A while back I listed some things about my February 2012 historical, Not Wicked Enough. One of them wasn’t true.

Here’s the list again for your reference. I have highlighted the item that is NOT true:

1. There is treasure in the book, shamelessly based on the recent finding of The Staffordshire Hoard. Lots of glittery gold!
2. There is a flaming pencil.
3. My heroine was a brunette until my publisher sent the cover. Now she’s blond.
4. The heroine offers to give the hero a recipe for coffee made from acorns.
5. There are TWO ladders at windows.
6. Hot sex in a turret.
7. There are puppies. Lots and lots of puppies.
8. The hero is a terrible dresser.
9. The heroine is a Regency Fashionista
10. At one point the exasperated heroine asks the hero if he expects every day to be savaged by wolves. (The hero does not think this is very funny)
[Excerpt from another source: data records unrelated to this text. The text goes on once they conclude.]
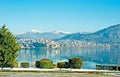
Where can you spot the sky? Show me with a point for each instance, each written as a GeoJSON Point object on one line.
{"type": "Point", "coordinates": [59, 15]}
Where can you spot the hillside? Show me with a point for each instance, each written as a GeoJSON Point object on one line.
{"type": "Point", "coordinates": [41, 35]}
{"type": "Point", "coordinates": [110, 35]}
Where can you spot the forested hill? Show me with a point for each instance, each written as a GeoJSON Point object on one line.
{"type": "Point", "coordinates": [110, 35]}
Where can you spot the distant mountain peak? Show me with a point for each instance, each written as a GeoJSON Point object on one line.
{"type": "Point", "coordinates": [36, 31]}
{"type": "Point", "coordinates": [62, 32]}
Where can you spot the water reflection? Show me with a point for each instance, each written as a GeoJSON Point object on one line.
{"type": "Point", "coordinates": [90, 56]}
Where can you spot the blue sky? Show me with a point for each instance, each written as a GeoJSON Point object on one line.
{"type": "Point", "coordinates": [66, 15]}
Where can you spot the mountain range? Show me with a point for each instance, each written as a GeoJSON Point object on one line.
{"type": "Point", "coordinates": [35, 34]}
{"type": "Point", "coordinates": [110, 35]}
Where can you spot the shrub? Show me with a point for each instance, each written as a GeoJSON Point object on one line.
{"type": "Point", "coordinates": [37, 64]}
{"type": "Point", "coordinates": [46, 63]}
{"type": "Point", "coordinates": [14, 64]}
{"type": "Point", "coordinates": [75, 63]}
{"type": "Point", "coordinates": [54, 65]}
{"type": "Point", "coordinates": [63, 65]}
{"type": "Point", "coordinates": [25, 64]}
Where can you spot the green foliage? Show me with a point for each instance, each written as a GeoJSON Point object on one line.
{"type": "Point", "coordinates": [14, 64]}
{"type": "Point", "coordinates": [75, 63]}
{"type": "Point", "coordinates": [46, 63]}
{"type": "Point", "coordinates": [25, 64]}
{"type": "Point", "coordinates": [63, 65]}
{"type": "Point", "coordinates": [54, 65]}
{"type": "Point", "coordinates": [8, 47]}
{"type": "Point", "coordinates": [37, 64]}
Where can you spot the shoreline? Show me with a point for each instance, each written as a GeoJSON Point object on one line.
{"type": "Point", "coordinates": [57, 70]}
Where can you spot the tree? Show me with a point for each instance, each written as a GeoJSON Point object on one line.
{"type": "Point", "coordinates": [8, 47]}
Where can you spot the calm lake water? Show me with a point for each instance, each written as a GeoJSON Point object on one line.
{"type": "Point", "coordinates": [90, 56]}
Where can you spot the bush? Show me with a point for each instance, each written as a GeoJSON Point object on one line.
{"type": "Point", "coordinates": [14, 64]}
{"type": "Point", "coordinates": [46, 63]}
{"type": "Point", "coordinates": [37, 64]}
{"type": "Point", "coordinates": [75, 63]}
{"type": "Point", "coordinates": [54, 65]}
{"type": "Point", "coordinates": [63, 65]}
{"type": "Point", "coordinates": [25, 64]}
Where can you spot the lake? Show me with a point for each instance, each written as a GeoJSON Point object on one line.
{"type": "Point", "coordinates": [90, 56]}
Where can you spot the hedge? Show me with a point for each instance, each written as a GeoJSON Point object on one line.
{"type": "Point", "coordinates": [25, 64]}
{"type": "Point", "coordinates": [75, 63]}
{"type": "Point", "coordinates": [37, 64]}
{"type": "Point", "coordinates": [46, 63]}
{"type": "Point", "coordinates": [63, 65]}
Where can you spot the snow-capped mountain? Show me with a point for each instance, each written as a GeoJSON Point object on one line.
{"type": "Point", "coordinates": [36, 34]}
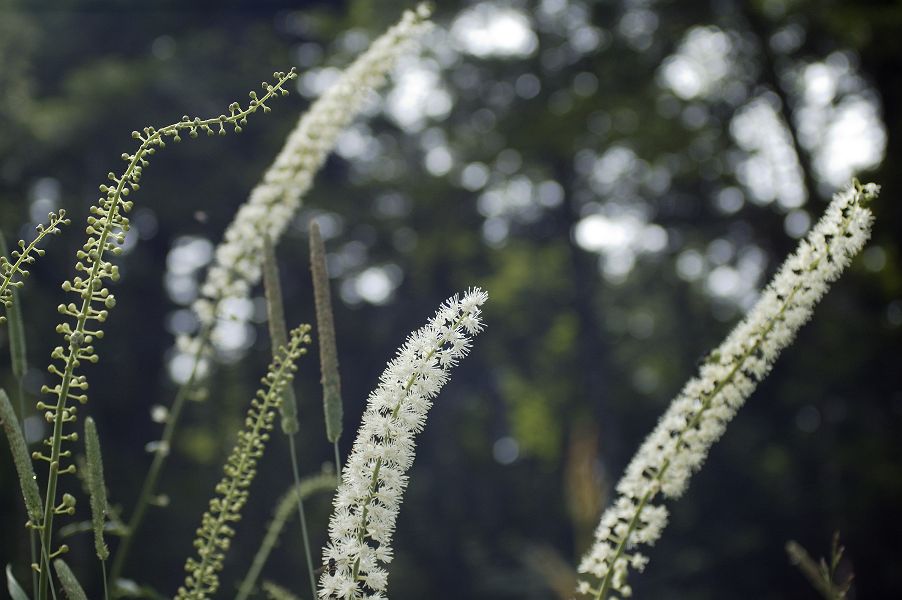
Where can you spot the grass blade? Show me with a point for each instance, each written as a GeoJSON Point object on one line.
{"type": "Point", "coordinates": [306, 488]}
{"type": "Point", "coordinates": [15, 590]}
{"type": "Point", "coordinates": [21, 458]}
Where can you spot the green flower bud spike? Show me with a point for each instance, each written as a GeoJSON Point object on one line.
{"type": "Point", "coordinates": [12, 274]}
{"type": "Point", "coordinates": [106, 229]}
{"type": "Point", "coordinates": [232, 492]}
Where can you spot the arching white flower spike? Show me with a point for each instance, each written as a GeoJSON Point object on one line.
{"type": "Point", "coordinates": [374, 479]}
{"type": "Point", "coordinates": [699, 415]}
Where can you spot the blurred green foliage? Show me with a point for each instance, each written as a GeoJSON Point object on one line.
{"type": "Point", "coordinates": [584, 348]}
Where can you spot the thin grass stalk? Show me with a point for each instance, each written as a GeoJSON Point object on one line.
{"type": "Point", "coordinates": [68, 580]}
{"type": "Point", "coordinates": [18, 351]}
{"type": "Point", "coordinates": [284, 508]}
{"type": "Point", "coordinates": [148, 487]}
{"type": "Point", "coordinates": [106, 230]}
{"type": "Point", "coordinates": [231, 493]}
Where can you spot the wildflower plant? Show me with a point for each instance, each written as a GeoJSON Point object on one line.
{"type": "Point", "coordinates": [13, 272]}
{"type": "Point", "coordinates": [374, 478]}
{"type": "Point", "coordinates": [215, 532]}
{"type": "Point", "coordinates": [266, 214]}
{"type": "Point", "coordinates": [698, 416]}
{"type": "Point", "coordinates": [106, 229]}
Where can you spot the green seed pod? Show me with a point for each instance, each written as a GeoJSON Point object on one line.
{"type": "Point", "coordinates": [277, 331]}
{"type": "Point", "coordinates": [328, 354]}
{"type": "Point", "coordinates": [19, 449]}
{"type": "Point", "coordinates": [96, 487]}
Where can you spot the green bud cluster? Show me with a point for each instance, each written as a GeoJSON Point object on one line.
{"type": "Point", "coordinates": [215, 532]}
{"type": "Point", "coordinates": [106, 229]}
{"type": "Point", "coordinates": [12, 274]}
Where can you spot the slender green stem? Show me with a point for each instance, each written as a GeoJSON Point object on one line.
{"type": "Point", "coordinates": [301, 515]}
{"type": "Point", "coordinates": [112, 218]}
{"type": "Point", "coordinates": [106, 594]}
{"type": "Point", "coordinates": [156, 466]}
{"type": "Point", "coordinates": [706, 404]}
{"type": "Point", "coordinates": [205, 552]}
{"type": "Point", "coordinates": [32, 541]}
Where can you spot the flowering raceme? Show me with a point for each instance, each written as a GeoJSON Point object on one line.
{"type": "Point", "coordinates": [373, 480]}
{"type": "Point", "coordinates": [700, 413]}
{"type": "Point", "coordinates": [275, 200]}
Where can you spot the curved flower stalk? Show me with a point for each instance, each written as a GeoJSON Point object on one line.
{"type": "Point", "coordinates": [106, 230]}
{"type": "Point", "coordinates": [215, 532]}
{"type": "Point", "coordinates": [12, 273]}
{"type": "Point", "coordinates": [699, 415]}
{"type": "Point", "coordinates": [373, 480]}
{"type": "Point", "coordinates": [267, 212]}
{"type": "Point", "coordinates": [274, 201]}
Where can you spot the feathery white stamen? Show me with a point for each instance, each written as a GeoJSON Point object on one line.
{"type": "Point", "coordinates": [373, 480]}
{"type": "Point", "coordinates": [699, 415]}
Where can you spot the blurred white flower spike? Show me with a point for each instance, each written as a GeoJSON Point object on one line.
{"type": "Point", "coordinates": [275, 200]}
{"type": "Point", "coordinates": [699, 415]}
{"type": "Point", "coordinates": [374, 479]}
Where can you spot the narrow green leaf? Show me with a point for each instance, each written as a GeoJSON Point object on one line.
{"type": "Point", "coordinates": [17, 337]}
{"type": "Point", "coordinates": [21, 458]}
{"type": "Point", "coordinates": [325, 326]}
{"type": "Point", "coordinates": [67, 578]}
{"type": "Point", "coordinates": [15, 590]}
{"type": "Point", "coordinates": [278, 331]}
{"type": "Point", "coordinates": [96, 487]}
{"type": "Point", "coordinates": [284, 508]}
{"type": "Point", "coordinates": [16, 327]}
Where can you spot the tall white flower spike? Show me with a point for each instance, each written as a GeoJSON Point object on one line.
{"type": "Point", "coordinates": [700, 413]}
{"type": "Point", "coordinates": [373, 480]}
{"type": "Point", "coordinates": [272, 204]}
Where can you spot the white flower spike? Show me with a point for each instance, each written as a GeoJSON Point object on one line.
{"type": "Point", "coordinates": [700, 413]}
{"type": "Point", "coordinates": [373, 480]}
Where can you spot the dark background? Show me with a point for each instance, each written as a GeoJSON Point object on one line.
{"type": "Point", "coordinates": [593, 128]}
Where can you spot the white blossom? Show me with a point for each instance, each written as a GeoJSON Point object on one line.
{"type": "Point", "coordinates": [273, 202]}
{"type": "Point", "coordinates": [699, 415]}
{"type": "Point", "coordinates": [373, 480]}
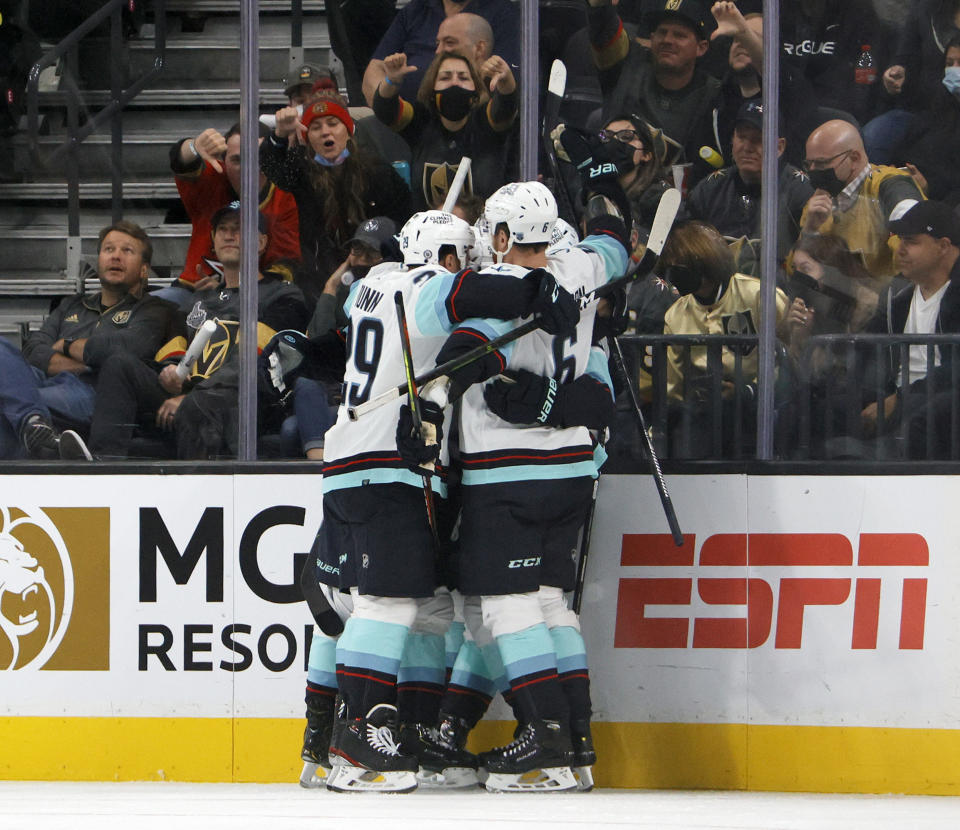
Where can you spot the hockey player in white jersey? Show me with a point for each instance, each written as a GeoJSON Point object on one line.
{"type": "Point", "coordinates": [375, 537]}
{"type": "Point", "coordinates": [526, 486]}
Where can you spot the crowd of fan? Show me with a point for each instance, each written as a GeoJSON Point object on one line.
{"type": "Point", "coordinates": [867, 122]}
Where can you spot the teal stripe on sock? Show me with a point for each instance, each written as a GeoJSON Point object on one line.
{"type": "Point", "coordinates": [527, 652]}
{"type": "Point", "coordinates": [372, 644]}
{"type": "Point", "coordinates": [423, 659]}
{"type": "Point", "coordinates": [322, 663]}
{"type": "Point", "coordinates": [570, 649]}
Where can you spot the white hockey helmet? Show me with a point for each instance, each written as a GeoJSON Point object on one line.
{"type": "Point", "coordinates": [564, 236]}
{"type": "Point", "coordinates": [426, 232]}
{"type": "Point", "coordinates": [528, 209]}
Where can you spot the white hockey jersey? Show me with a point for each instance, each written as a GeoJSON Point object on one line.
{"type": "Point", "coordinates": [365, 451]}
{"type": "Point", "coordinates": [493, 450]}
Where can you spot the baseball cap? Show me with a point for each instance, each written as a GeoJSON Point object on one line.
{"type": "Point", "coordinates": [374, 232]}
{"type": "Point", "coordinates": [306, 75]}
{"type": "Point", "coordinates": [234, 207]}
{"type": "Point", "coordinates": [931, 217]}
{"type": "Point", "coordinates": [693, 12]}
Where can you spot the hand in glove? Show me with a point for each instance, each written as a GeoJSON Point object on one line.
{"type": "Point", "coordinates": [558, 311]}
{"type": "Point", "coordinates": [522, 397]}
{"type": "Point", "coordinates": [420, 450]}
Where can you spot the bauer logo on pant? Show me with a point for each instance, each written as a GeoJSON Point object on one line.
{"type": "Point", "coordinates": [54, 588]}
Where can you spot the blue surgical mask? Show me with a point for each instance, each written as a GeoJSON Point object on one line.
{"type": "Point", "coordinates": [951, 80]}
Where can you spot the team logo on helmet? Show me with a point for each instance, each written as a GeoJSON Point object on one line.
{"type": "Point", "coordinates": [36, 588]}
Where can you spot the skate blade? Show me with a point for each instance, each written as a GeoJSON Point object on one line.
{"type": "Point", "coordinates": [448, 779]}
{"type": "Point", "coordinates": [548, 779]}
{"type": "Point", "coordinates": [313, 775]}
{"type": "Point", "coordinates": [344, 778]}
{"type": "Point", "coordinates": [584, 776]}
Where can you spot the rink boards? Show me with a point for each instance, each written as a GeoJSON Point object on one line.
{"type": "Point", "coordinates": [803, 638]}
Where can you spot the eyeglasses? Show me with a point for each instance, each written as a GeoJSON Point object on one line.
{"type": "Point", "coordinates": [626, 136]}
{"type": "Point", "coordinates": [822, 164]}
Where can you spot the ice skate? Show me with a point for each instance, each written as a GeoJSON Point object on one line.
{"type": "Point", "coordinates": [316, 743]}
{"type": "Point", "coordinates": [537, 760]}
{"type": "Point", "coordinates": [584, 755]}
{"type": "Point", "coordinates": [365, 755]}
{"type": "Point", "coordinates": [444, 763]}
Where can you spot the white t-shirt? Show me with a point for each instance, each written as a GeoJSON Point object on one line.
{"type": "Point", "coordinates": [922, 319]}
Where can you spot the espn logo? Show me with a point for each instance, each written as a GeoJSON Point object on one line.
{"type": "Point", "coordinates": [771, 589]}
{"type": "Point", "coordinates": [54, 588]}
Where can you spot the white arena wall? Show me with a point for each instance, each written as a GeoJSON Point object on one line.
{"type": "Point", "coordinates": [804, 638]}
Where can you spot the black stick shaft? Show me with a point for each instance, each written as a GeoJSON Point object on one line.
{"type": "Point", "coordinates": [665, 499]}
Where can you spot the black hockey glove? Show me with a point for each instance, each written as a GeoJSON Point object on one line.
{"type": "Point", "coordinates": [420, 450]}
{"type": "Point", "coordinates": [558, 311]}
{"type": "Point", "coordinates": [522, 397]}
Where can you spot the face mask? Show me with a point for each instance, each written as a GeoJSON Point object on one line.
{"type": "Point", "coordinates": [455, 102]}
{"type": "Point", "coordinates": [826, 180]}
{"type": "Point", "coordinates": [621, 154]}
{"type": "Point", "coordinates": [683, 279]}
{"type": "Point", "coordinates": [951, 80]}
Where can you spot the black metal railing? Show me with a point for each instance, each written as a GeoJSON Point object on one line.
{"type": "Point", "coordinates": [121, 93]}
{"type": "Point", "coordinates": [700, 397]}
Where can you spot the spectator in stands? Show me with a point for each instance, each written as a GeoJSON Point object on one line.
{"type": "Point", "coordinates": [714, 299]}
{"type": "Point", "coordinates": [416, 31]}
{"type": "Point", "coordinates": [302, 83]}
{"type": "Point", "coordinates": [912, 81]}
{"type": "Point", "coordinates": [662, 84]}
{"type": "Point", "coordinates": [336, 186]}
{"type": "Point", "coordinates": [642, 157]}
{"type": "Point", "coordinates": [730, 198]}
{"type": "Point", "coordinates": [742, 82]}
{"type": "Point", "coordinates": [929, 259]}
{"type": "Point", "coordinates": [831, 293]}
{"type": "Point", "coordinates": [453, 116]}
{"type": "Point", "coordinates": [207, 170]}
{"type": "Point", "coordinates": [823, 40]}
{"type": "Point", "coordinates": [58, 372]}
{"type": "Point", "coordinates": [855, 199]}
{"type": "Point", "coordinates": [201, 410]}
{"type": "Point", "coordinates": [930, 148]}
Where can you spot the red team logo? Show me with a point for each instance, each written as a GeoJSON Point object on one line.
{"type": "Point", "coordinates": [775, 594]}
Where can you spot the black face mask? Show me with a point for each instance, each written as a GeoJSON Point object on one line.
{"type": "Point", "coordinates": [621, 154]}
{"type": "Point", "coordinates": [455, 102]}
{"type": "Point", "coordinates": [684, 279]}
{"type": "Point", "coordinates": [826, 180]}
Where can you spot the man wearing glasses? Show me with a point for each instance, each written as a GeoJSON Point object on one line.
{"type": "Point", "coordinates": [854, 199]}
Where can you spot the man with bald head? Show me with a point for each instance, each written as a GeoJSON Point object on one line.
{"type": "Point", "coordinates": [854, 199]}
{"type": "Point", "coordinates": [422, 28]}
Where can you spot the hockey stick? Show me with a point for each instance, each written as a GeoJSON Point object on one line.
{"type": "Point", "coordinates": [662, 223]}
{"type": "Point", "coordinates": [665, 500]}
{"type": "Point", "coordinates": [414, 403]}
{"type": "Point", "coordinates": [585, 548]}
{"type": "Point", "coordinates": [457, 184]}
{"type": "Point", "coordinates": [197, 345]}
{"type": "Point", "coordinates": [556, 86]}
That’s right. There are no puppies in the book. Everything else is true.

Coffee Recipe

Here’s the recipe I tried, from the 1815 New Family Receipt Book:

Let one ounce of fresh ground coffee be put into a clean coffee-pot, or other proper vessel well tinned; pour a pint and a quarter of boiling water upon it ; set it on the fire, let it boil thoroughly, and afterwards put by to settle; this should be done on the preceding night, and on the following morning pour off the clear liquor; add to it one pint of new milk ; set it again over the fire but do not let it boil. Sweetened to every person’s taste, coffee thus made is a most wholesome and agreeable breakfast, summer or winter, with toast, bread and butter, rusks, biscuits, &c. This process takes off that raw, acidous, and astringent quality of the coffee, which makes it often disagree with weak stomachs. It should not be drunk too warm.

A gentleman of the first fortune in the kingdom, after a variety of medical applications in vain, was restored to health by applying to the above beverage morning and afternoon.

Notes

  • I used an aluminum saucepan.
  • I used Peets Espresso Forte, ground slightly less fine than espresso. Because that’s that I had on hand.
  • I weighed the coffee grounds. An ounce is a lot more than I expected.
  • I used our stove rather than build a fire. Sorry.
  • By “clear liquor” is meant, strain the stuff so it’s not full of coffee grounds.
  • We did not have any new milk so I substituted 2%. I bet you could buy some “pretty new” milk from a local dairy. Here in Nor Cal where I live, there are several quite famous dairies.
  • I drank my coffee with butter cookies

IMHO, I think the rich guy was so hyped on caffeine he couldn’t tell he was still sick.

My Assessment

I tested the coffee before I added the milk and I have to confess, my first reaction was GAH!!! This tastes like swill!. But I bravely carried on in the name of science. Once I added the milk and got it heated up, it was pretty good. I did add some brown sugar.

Take away

You could totally do this. Or you could go to Starbucks and get a Venti cafe au lait with a couple extra shots. Your call.